Android was actually late to the game on Sandboxing (mostly because it made advertising less effective) but if you've bought a phone in the relatively recent past your phone is relatively safe from bad apps or compromise.
That being said, the holy grail of smart phone cyber attacks is getting around that sandboxing and it happens with some regularity. Someone will find a way to get from a text message to the backend of the phone and suddenly they've "jail broken" your phone and can get to anything they want. Or someone creates an app that has a way to get around asking for permissions, or something else. There's always a more clever person figuring out ways to get around the security inbuilt to your phone. Google, Apple, Microsoft, et al spend hundreds of millions (and sometimes billions) of dollars a year paying hackers to find these exploits and tell them about them so they can fix it. It's called bug bounty programs and a subset of individuals make an extremely good living doing it.
Because of bug bounties, it's not super common to find a major exploit out in the wild without the manufacturer already knowing about it. They are out there though. As lucrative as bounty hunting is, it is still more lucrative to be a hacker and they're always going to be more clever than the rest of us. Still, the worst attacks against cell phones are usually announced after a patch has been released.

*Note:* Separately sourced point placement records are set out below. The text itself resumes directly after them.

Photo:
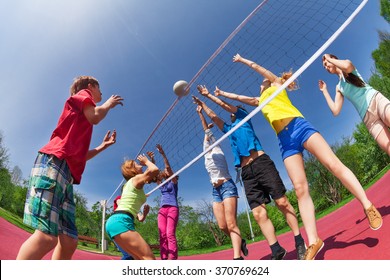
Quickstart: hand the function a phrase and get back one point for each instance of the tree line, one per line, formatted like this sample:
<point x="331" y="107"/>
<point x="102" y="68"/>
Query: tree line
<point x="197" y="227"/>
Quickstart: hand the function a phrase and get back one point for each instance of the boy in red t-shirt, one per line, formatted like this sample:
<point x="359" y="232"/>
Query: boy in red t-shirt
<point x="50" y="206"/>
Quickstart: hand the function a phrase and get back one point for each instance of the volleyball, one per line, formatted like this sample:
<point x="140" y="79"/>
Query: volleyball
<point x="180" y="88"/>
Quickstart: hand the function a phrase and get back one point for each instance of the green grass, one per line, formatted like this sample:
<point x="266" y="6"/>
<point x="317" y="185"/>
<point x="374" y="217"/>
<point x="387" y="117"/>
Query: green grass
<point x="112" y="251"/>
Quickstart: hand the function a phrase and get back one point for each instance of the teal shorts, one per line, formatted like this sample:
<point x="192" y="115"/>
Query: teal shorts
<point x="119" y="223"/>
<point x="50" y="205"/>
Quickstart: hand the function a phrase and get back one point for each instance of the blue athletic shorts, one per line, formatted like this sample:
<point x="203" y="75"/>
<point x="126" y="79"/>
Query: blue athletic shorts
<point x="227" y="189"/>
<point x="293" y="136"/>
<point x="119" y="223"/>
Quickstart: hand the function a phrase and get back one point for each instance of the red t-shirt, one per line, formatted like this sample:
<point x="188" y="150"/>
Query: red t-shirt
<point x="72" y="136"/>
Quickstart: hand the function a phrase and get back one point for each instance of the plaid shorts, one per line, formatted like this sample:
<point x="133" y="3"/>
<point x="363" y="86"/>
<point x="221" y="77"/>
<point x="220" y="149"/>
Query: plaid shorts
<point x="375" y="117"/>
<point x="50" y="205"/>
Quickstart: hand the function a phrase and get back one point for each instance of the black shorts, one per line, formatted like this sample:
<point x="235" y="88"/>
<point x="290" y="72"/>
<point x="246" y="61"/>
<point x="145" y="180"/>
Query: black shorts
<point x="262" y="181"/>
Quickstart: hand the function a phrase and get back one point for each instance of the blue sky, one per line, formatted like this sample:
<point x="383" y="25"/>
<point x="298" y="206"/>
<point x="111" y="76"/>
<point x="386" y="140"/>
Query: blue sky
<point x="139" y="49"/>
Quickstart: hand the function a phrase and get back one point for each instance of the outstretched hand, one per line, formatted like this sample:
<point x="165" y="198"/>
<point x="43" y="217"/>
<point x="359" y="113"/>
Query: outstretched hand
<point x="109" y="139"/>
<point x="160" y="149"/>
<point x="146" y="209"/>
<point x="151" y="156"/>
<point x="322" y="85"/>
<point x="114" y="100"/>
<point x="217" y="91"/>
<point x="202" y="90"/>
<point x="237" y="58"/>
<point x="142" y="159"/>
<point x="197" y="100"/>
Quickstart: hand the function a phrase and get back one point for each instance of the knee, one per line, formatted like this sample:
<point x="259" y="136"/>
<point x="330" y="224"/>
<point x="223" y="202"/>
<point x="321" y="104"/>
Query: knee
<point x="223" y="227"/>
<point x="301" y="189"/>
<point x="335" y="166"/>
<point x="260" y="215"/>
<point x="231" y="225"/>
<point x="282" y="203"/>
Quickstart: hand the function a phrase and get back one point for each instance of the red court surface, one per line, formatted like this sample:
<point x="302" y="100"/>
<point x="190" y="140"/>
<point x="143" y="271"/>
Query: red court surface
<point x="346" y="234"/>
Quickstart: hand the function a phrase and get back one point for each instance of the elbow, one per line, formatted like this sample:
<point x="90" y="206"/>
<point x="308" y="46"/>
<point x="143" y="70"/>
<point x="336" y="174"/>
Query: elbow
<point x="94" y="120"/>
<point x="154" y="171"/>
<point x="349" y="66"/>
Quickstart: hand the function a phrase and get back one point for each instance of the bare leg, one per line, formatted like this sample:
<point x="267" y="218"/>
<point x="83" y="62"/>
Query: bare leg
<point x="383" y="140"/>
<point x="265" y="224"/>
<point x="296" y="171"/>
<point x="317" y="145"/>
<point x="289" y="212"/>
<point x="37" y="246"/>
<point x="65" y="248"/>
<point x="133" y="243"/>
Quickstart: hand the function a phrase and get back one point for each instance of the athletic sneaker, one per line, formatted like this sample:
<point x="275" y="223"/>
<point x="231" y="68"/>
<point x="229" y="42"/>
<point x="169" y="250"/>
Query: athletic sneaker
<point x="374" y="217"/>
<point x="301" y="250"/>
<point x="313" y="250"/>
<point x="244" y="249"/>
<point x="279" y="254"/>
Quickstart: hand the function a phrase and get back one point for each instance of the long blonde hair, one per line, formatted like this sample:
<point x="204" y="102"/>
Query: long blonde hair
<point x="285" y="76"/>
<point x="81" y="82"/>
<point x="128" y="169"/>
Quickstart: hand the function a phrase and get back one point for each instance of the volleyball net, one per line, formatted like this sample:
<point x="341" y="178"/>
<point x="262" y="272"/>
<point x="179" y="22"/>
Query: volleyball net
<point x="279" y="35"/>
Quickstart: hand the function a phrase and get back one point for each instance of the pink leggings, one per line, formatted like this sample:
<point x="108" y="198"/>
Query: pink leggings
<point x="168" y="216"/>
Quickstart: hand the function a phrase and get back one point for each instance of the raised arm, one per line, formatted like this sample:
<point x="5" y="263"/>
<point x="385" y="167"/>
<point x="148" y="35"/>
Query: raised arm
<point x="108" y="140"/>
<point x="252" y="101"/>
<point x="202" y="118"/>
<point x="210" y="113"/>
<point x="344" y="65"/>
<point x="258" y="68"/>
<point x="166" y="161"/>
<point x="142" y="216"/>
<point x="95" y="114"/>
<point x="226" y="106"/>
<point x="147" y="176"/>
<point x="168" y="168"/>
<point x="336" y="105"/>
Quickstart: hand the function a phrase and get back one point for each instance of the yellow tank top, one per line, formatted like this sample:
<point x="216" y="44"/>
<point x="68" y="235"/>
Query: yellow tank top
<point x="132" y="199"/>
<point x="278" y="108"/>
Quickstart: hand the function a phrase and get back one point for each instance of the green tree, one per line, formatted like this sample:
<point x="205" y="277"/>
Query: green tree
<point x="385" y="10"/>
<point x="381" y="55"/>
<point x="85" y="222"/>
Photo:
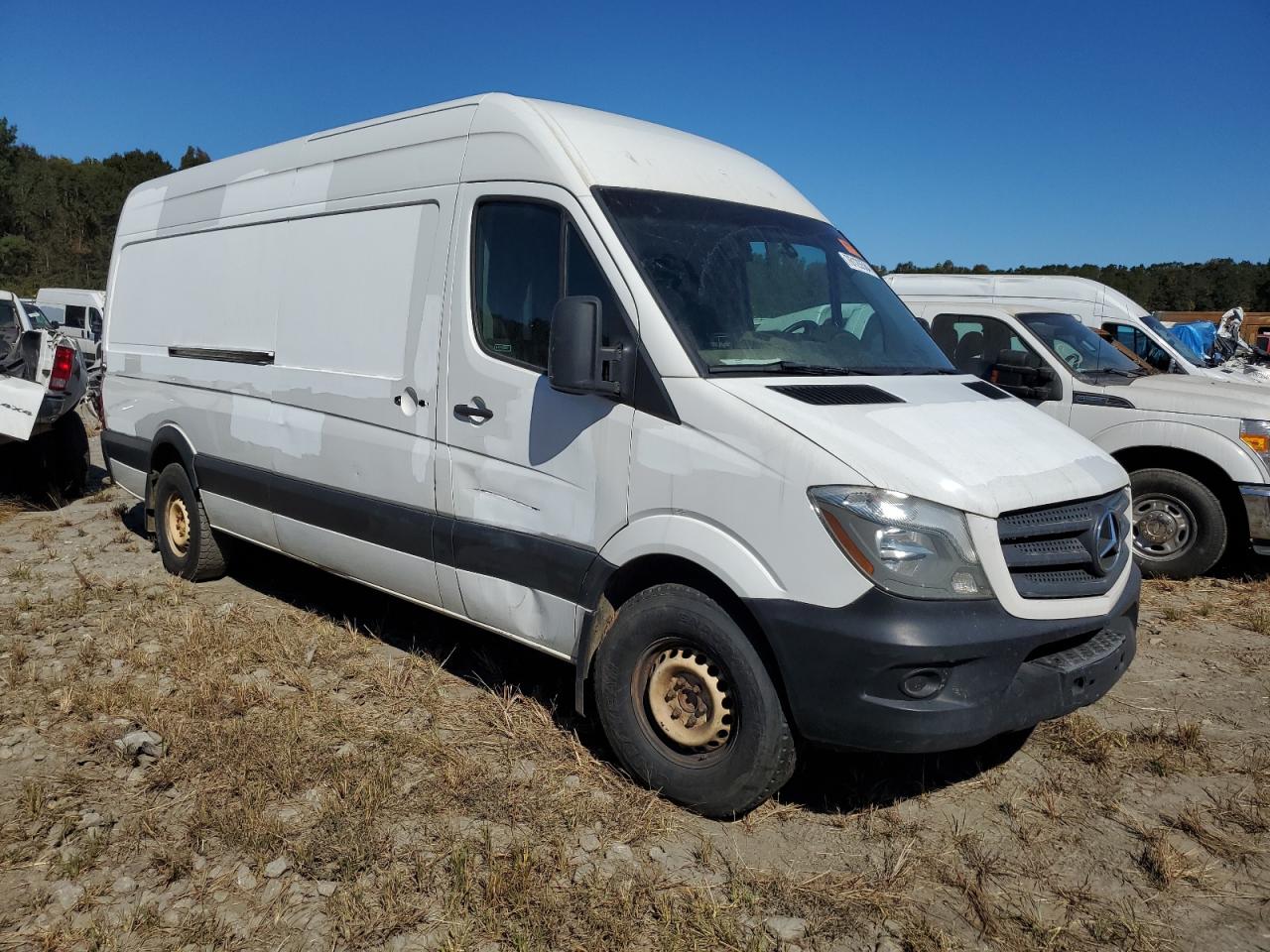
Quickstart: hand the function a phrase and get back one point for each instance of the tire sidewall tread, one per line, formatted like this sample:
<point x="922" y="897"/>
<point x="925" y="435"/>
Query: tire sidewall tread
<point x="1211" y="532"/>
<point x="203" y="558"/>
<point x="761" y="753"/>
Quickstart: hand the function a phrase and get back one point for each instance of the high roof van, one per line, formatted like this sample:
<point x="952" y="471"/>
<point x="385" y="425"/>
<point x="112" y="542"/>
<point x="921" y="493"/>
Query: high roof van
<point x="1095" y="303"/>
<point x="624" y="395"/>
<point x="1198" y="449"/>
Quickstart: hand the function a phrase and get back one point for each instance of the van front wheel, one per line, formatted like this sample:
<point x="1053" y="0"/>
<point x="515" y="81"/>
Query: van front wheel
<point x="186" y="542"/>
<point x="689" y="706"/>
<point x="1179" y="526"/>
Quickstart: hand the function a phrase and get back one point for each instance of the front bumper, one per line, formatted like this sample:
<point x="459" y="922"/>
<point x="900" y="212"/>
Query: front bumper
<point x="1256" y="504"/>
<point x="842" y="667"/>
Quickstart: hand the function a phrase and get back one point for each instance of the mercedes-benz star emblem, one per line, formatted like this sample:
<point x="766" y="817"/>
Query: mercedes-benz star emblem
<point x="1106" y="540"/>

All of that background was build up for this next part: within 24-72 hours after a patch is announced for a vulnerability, hackers are sending out spray and pray attacks for that vulnerability. And while most of their attacks are unsuccessful, the successful ones come from individuals with unpatched systems.
Now, hacking a phone is not the same as hacking a computer. With a computer, Ransomware allows you to lock the user out of their machine and forces you to pay them to get access to your computer back. That doesn't work on cell phones because of sandboxing. So instead they use their malware to steal data like usernames and passwords from cell phones.

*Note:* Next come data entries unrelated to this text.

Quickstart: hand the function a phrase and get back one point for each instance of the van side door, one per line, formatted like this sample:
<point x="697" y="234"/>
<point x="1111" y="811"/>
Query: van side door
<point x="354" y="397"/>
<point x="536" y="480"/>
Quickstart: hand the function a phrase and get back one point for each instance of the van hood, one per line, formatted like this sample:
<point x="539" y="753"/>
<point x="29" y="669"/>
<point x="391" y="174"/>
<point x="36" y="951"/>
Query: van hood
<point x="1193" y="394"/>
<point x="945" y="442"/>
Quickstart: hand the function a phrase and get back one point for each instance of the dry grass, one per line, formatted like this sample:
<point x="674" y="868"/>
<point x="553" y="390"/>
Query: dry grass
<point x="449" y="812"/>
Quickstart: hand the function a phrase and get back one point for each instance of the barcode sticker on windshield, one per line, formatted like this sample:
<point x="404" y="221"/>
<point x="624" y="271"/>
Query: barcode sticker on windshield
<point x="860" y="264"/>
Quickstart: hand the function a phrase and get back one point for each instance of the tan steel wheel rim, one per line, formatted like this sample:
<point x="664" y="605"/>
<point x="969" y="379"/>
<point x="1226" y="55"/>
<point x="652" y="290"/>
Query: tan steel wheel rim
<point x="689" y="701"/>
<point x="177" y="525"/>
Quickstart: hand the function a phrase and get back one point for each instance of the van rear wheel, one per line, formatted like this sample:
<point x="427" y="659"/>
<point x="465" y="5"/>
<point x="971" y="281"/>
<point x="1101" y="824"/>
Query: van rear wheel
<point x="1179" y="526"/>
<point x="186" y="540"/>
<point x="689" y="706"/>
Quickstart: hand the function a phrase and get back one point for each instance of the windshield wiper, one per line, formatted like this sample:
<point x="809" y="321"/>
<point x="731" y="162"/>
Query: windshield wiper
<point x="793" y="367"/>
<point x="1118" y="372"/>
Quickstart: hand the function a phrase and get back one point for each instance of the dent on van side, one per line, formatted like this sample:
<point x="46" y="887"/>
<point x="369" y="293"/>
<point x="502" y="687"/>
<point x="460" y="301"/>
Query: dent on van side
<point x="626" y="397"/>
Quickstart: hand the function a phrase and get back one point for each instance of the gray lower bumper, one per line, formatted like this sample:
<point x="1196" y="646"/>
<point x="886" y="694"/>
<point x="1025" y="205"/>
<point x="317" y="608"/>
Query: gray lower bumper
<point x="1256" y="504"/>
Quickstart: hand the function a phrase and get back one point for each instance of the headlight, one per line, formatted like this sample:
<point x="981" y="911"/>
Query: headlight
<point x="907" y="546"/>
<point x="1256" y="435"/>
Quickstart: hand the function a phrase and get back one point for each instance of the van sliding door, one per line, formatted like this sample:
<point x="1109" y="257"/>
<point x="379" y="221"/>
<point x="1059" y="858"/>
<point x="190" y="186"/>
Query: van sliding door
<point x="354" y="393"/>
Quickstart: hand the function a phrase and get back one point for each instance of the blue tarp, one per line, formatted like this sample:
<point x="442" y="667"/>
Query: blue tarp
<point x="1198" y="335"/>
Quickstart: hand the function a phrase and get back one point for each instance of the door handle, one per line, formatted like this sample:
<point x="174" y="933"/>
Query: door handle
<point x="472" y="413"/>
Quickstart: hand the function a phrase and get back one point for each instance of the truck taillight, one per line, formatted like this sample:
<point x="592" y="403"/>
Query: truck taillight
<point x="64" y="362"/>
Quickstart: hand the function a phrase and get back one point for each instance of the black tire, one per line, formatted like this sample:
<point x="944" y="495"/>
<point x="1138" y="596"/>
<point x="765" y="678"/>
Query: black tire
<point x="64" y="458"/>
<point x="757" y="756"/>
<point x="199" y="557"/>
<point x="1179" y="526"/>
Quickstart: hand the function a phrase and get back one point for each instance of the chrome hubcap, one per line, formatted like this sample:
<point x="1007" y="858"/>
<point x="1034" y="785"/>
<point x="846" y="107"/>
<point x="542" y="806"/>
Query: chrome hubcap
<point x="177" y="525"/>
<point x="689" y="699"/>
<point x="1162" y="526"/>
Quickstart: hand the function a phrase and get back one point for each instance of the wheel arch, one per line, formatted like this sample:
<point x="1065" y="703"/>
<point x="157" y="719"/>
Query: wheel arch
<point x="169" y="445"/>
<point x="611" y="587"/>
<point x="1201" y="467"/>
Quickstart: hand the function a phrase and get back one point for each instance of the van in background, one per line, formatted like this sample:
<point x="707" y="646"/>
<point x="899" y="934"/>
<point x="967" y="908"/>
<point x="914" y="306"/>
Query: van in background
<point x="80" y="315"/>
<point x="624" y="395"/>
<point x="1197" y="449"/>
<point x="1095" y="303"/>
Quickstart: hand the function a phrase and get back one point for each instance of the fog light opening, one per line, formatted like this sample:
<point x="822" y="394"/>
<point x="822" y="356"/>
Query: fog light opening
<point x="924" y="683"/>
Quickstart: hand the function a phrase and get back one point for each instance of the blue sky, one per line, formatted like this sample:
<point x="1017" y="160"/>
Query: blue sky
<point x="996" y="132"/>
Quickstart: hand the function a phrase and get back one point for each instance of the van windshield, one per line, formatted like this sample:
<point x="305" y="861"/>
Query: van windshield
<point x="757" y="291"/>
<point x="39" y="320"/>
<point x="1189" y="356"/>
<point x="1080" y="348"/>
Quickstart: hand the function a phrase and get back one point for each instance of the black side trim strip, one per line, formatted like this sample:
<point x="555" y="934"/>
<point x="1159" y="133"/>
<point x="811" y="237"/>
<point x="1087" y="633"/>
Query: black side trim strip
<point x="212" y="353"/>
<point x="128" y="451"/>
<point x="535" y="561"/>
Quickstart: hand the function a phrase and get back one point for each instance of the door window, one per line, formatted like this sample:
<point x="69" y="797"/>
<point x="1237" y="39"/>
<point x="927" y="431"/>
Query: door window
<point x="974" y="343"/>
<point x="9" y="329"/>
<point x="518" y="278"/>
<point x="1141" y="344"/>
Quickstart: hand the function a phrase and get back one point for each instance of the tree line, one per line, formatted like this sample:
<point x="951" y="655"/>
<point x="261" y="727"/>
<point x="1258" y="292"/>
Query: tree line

For most people, their phone is the center of their lives. Netflix, Amazon, Food apps, shopping apps, travel apps, credit cards, email...everything lives on that phone. Even if you do not access your bank from the app, if you use your email to access anything (banks, Amazon, Netflix, whatever) hackers will use access to your email to get into everything else. For instance, if I have your email, I don't need your user/pass for your bank account. Old emails will tell me the username and your email will give me everything I need to change the password. And not just bank accounts, access to email is all anyone needs to gain access to pretty much everything you and she have (unless you are one of those extremely unusual people who create a unique email for each login). If not, your bank account or paypal or venmo are at risk. Or if its just Netflix, there is an entire industry where folks steal Netflix accounts and resell them. Or Amazon, there are industries built around gaining access to Amazon accounts and using the account to buy the hackers garbage stolen stuff. Or airline and hotel travel points, or just about anything that can be used to buy something.
There are more, for as good as I am at my job, hackers are much more creative than I will ever be.
So to try and summarize, are you in any immediate danger the day after your last security update? No, not really. The risk at that point is very low. But every day you run the risk of a new attack being announced - either because it was discovered by a hacker or it was announced by Google with their latest round of patching. And from that point on you a playing risky game. Every new app you download or wifi you connect too or place you go puts you at risk of losing out on a lot.
So, yes, I would strongly advise you to buy a new cell phone once patching ends for your current model. If you are bothered by having to replace a phone every 4 years, consider making the leap to Apple where you can squeeze as much as 8 years out of a phone (and by that time, it's probably about dead anyway).
Smart phones are the center of our entire world. They are attached to everything we do, and people are not well versed enough to understand the actual risk they pose to their lives if access to the phone or the information on it gets into the wrong hands.